A lot of rock festivals are going “cashless” with electronic pre-payment cards for all financial transactions on site. A big downside is the way it introduces a single point of failure that can cause things to go seriosuly pear-shaped when you have large volumes of people, with the worst case scenario being tens of thousands of people unable to buy food or drink.
And when it does, people will live-tweet the fiasco on social media.
.@hellfestopenair off to a shit start. Queueing for ages+nowhere near front to collect cashless payment card. Not enough staff. Bullshit.

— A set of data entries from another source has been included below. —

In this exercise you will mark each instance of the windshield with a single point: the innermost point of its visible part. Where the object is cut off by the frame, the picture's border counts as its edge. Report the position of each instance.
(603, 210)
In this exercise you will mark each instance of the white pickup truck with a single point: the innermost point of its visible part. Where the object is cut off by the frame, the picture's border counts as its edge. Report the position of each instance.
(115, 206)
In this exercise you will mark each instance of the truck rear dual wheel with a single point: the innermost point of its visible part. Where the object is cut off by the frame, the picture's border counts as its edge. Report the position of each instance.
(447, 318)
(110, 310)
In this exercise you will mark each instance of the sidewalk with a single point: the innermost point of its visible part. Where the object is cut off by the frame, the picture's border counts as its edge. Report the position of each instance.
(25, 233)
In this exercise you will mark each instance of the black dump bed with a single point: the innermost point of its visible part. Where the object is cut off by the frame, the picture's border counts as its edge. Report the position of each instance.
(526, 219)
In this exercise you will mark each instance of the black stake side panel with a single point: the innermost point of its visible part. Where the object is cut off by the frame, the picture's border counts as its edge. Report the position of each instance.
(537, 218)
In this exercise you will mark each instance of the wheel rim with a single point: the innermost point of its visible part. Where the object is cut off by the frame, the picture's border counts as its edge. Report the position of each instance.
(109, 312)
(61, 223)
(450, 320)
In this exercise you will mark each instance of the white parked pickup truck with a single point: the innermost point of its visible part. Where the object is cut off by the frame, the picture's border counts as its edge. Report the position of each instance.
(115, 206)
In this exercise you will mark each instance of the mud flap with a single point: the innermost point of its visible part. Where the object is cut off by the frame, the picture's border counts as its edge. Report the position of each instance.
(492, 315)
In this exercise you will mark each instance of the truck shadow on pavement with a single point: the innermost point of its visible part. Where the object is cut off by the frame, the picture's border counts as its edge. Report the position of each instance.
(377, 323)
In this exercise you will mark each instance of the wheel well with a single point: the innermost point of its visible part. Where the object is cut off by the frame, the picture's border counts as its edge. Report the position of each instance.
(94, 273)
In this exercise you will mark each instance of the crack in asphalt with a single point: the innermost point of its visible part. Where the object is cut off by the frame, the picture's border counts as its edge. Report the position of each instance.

— Alex (@JudgeDewie) June 19, 2015
Now they closed 2 windows. Utter bullshit. Baking and cannot buy any drinks and going to miss bands @hellfestopenair pic.twitter.com/RtXQJyXlDK
— Alex (@JudgeDewie) June 19, 2015
Why didn't I preorder a cashless card? I did. With credit on. It never came. So I have to queue to get a new one. Fuck you @hellfestopenair
— Alex (@JudgeDewie) June 19, 2015
.@hellfestopenair Still queueing for my cashless card that got lost in the post. Missed 3 bands now. Cheers
— Alex (@JudgeDewie) June 19, 2015
.@hellfestopenair In the last half hour only FOUR people served at the cashless info window. Well done.

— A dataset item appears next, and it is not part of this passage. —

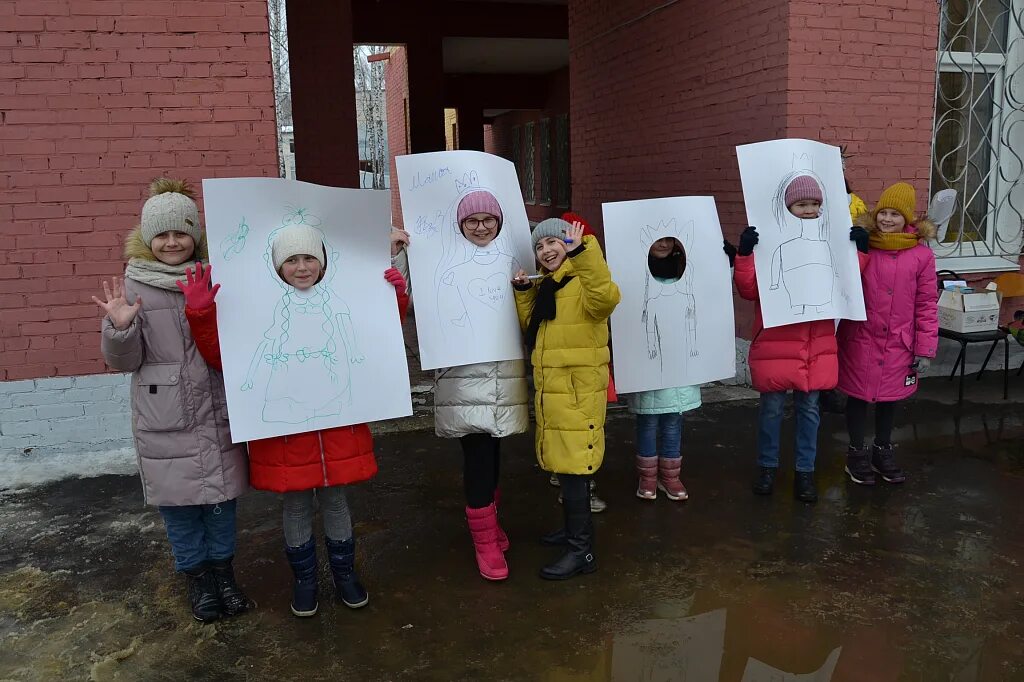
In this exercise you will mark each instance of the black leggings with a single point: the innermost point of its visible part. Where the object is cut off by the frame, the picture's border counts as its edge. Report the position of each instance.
(481, 464)
(574, 486)
(856, 419)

— Alex (@JudgeDewie) June 19, 2015
Finally in. Huge queues at the bar 😑
— Alex (@JudgeDewie) June 19, 2015
It's getting beyond a joke @hellfestopenair. Finally got card and went to bar and only showing 20€ credit on my card not €200.

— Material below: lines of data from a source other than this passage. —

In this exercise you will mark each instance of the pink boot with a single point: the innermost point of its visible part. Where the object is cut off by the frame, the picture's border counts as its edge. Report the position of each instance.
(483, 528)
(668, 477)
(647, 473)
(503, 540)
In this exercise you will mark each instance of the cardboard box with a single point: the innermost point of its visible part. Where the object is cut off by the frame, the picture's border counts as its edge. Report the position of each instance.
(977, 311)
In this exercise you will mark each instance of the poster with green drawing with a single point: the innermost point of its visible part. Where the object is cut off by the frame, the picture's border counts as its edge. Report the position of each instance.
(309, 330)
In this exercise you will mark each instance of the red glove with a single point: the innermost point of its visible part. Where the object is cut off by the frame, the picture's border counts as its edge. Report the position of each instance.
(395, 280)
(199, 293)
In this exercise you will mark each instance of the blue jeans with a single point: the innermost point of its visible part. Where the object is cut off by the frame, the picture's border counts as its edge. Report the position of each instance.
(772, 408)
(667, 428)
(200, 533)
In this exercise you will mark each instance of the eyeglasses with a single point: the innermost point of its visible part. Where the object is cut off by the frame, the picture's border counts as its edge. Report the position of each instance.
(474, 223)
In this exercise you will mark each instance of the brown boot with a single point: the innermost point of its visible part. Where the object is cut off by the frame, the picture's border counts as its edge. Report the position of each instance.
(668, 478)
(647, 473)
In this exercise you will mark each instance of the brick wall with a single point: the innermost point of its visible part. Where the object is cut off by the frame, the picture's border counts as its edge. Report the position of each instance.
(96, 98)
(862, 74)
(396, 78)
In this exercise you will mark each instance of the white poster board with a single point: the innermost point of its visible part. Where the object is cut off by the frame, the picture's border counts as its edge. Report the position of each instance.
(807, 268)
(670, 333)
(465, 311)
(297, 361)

— Alex (@JudgeDewie) June 19, 2015
I am told I HAVE to go back to the cashless info place and queue again. Thinking of just going home. Well done @hellfestopenair
— Alex (@JudgeDewie) June 19, 2015
Given up on @hellfestopenair. Heading back to hotel. What an utter shambles. Spend 4 hours queueing to sort problems & 0 hours seeing bands
— Alex (@JudgeDewie) June 19, 2015
Dehydrated and banging headache. Not the one.
— Alex (@JudgeDewie) June 19, 2015
Now, I’ve only got one person’s account of events to go on, but the comment that they managed to serve precisely four people in a half-hour period suggests something has gone badly wrong with the IT system.
It may have been hardware or software that hadn’t been tested under load. It may have been staff who were insufficiently trained in its use. But whatever it was, the end result was a customer service disaster.